The author reveals that she was inspired by reports on women’s issues in the national media and Alfred Hitchcock’s dark depictions and portrayal of subtle nuances in his films. “In a way, I have taken a mix of two in terms of news and imagination.” On labelling it as a psychological thriller the writer explains: “Beneath the layers of story there is much doubt and fear as well as conditioning and control with the main protagonist worried about her state of mind because of a history of mental breakdown. Though eager to please, she is curious about her husband’s job to the point of obsession.”

Incidentally, the book is dedicated to people living with various types of mental health issues who suffer in silence akin to Maya. Making a point about how people should recognise and deal with it through her story, Shobha says, “When it comes to a mental health problem, the afflicted wants to hide the issue as though it is a weakness or a defect. These are not small issues, but it comes with a sense of shame, so no one wants to talk about it.” Similarly making a case for married women suffering without a protest through her characters, she feels the trend is changing with women studying and taking up careers while living their marital life.

A graduate in business administration, Shobha who undertook writing courses worked as a freelance journalist and copywriter, turning to writing fiction in 2002 and so far has penned “Karmic Blues, “The Silent Monument” and the Nine series of books. Fascinated by paranormal stories and conspiracy theories this avid reader of thrillers was in her words “so psyched by these various concepts that I was inspired to write in these genres”.
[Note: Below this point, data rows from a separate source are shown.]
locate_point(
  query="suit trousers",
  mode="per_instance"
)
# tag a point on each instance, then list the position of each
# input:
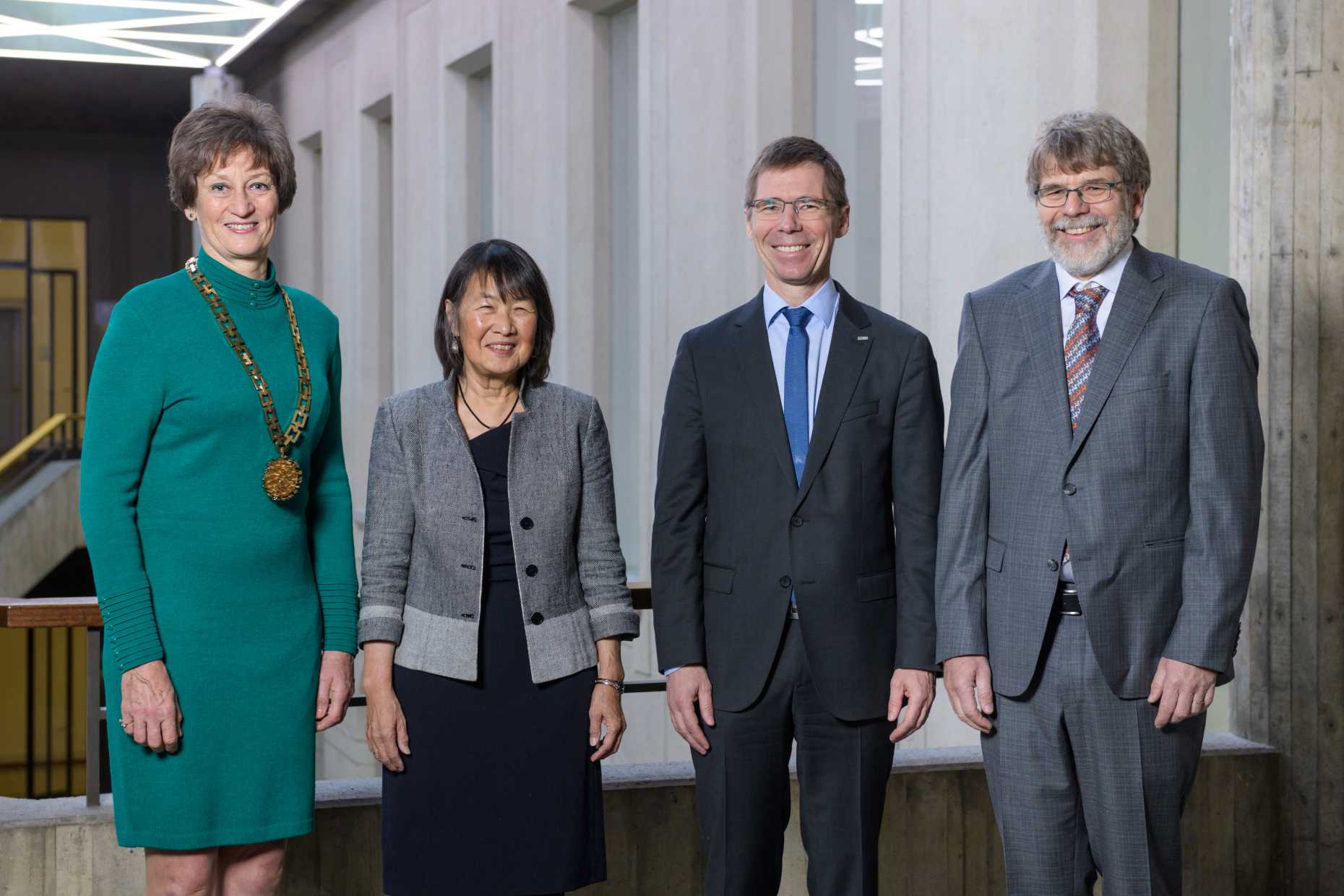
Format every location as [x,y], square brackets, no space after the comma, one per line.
[1082,782]
[742,788]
Inspired yes but is it easy? “No. The writing has to be sharp and entertaining, the characters coming across well-defined. The suspense must not be revealed too early in the story and the pace is important to keep up the thriller momentum.” Agreeing that sustaining reader’s interest is tough, the author says besides creating a tale, there has to be a relatable story. “Some aspect of the character or situation must resonate with the reader, e.g. a journey on a train or shopping in a market place and the character’s impressions of it.” The dramatis personae must be imbued with quirks and interesting personalities while the plot must have twists and turns thus keeping the story moving forward and emotionally involving the readers in the conflicts faced by the characters.

Denying a sequel is in the works, Shobha says with Maya overcoming her doubts and fears and Deepak going into a limbo the relationship swings between love and hatred. “They will forever remain unresolved,” she sums up.